We believed the most compelling intersection was the group consisting of AI, data collection and the future of in-person concerts; as a team, we were already envisioning a future where emerging technologies could bridge the gap between audiences and musical artists.

Axial Analysis

User needs and feasibility

From there, we synthesized this cluster (AI, data collection and the future of in-person concerts) into concepts we’d like to explore, and plotted them on an axial chart. Our goal was to find an idea that had high benefit for users and a high feasibility with today's technology.

We decided to combine the three most valuable ideas into a product that provides performers with data on audience reception -- facial expressions, reactions and presumed emotions -- through camera recordings during the event.

Persona

Focusing on our user

We needed to understand the needs, pain points and motivations of our target users, who were musical artists and their teams. We created a persona for Doja Cat, a popular performing artist.

User Flows

How would the product serve users?

After we had solidified a concept, we sought to make it tangible. We knew we wanted a data visualizations and recommendations (outcomes), but we needed to balance the need to make the information extensive and useful, with the incomprehensibility that comes with overly-complicated designs.

Key design choices

We approached the design with quick and easy comprehensibility in mind. Artists and their teams often have packed schedules, especially around the times they’re touring/performing.

Clear, easy-to-skim Dashboard and Results page

Users have two ways they can read performance analytics: through text or data visualizations

AI Chatbot

Accounts for user needs that deviate from the analytics, such as exporting files

Glossary of Terms

Users who are unsure about the definitions of terms like "Audio engagement" can use the Glossary located on the left-hand side

Lo-Fi Prototype

Reflection

What we did well, and what we could improve upon in the future

Although our product lacks in deep exploration and detail, the goal of the assignment was to create a concept that reflected future trends and execute a prototype in a short time period, which we achieved. I believe that a tool like this would be really useful to musical artists, especially given our current culture in recording and scrutinizing their live performances. This would be a valuable tool in gauging audience reception.

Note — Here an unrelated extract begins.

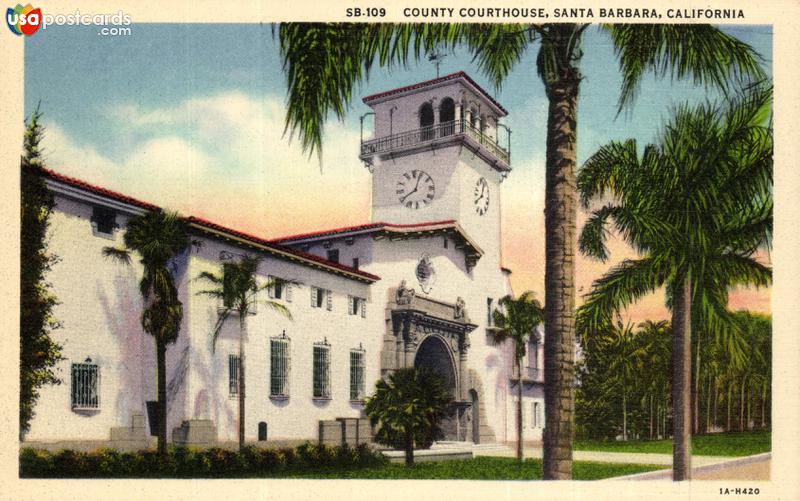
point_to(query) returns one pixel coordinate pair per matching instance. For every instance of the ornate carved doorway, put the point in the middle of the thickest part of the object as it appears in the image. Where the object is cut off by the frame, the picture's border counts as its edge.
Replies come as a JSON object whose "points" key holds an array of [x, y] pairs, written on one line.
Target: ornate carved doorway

I think we neglected thinking about the privacy concerns this software would raise; if FanSense is based on the assumption that everyone in the audience will be recorded, this could breach their right to anonymity. More research into how data can be collected whilst keeping people's’ privacy intact, and how consent can be obtained ethically, would be great benchmarks in further research. 


More iteration would be needed for FanSense to become a viable product, but from a personal standpoint, this project was valuable to my team and I because it reinforced the value of design jams and similar, quick design sessions.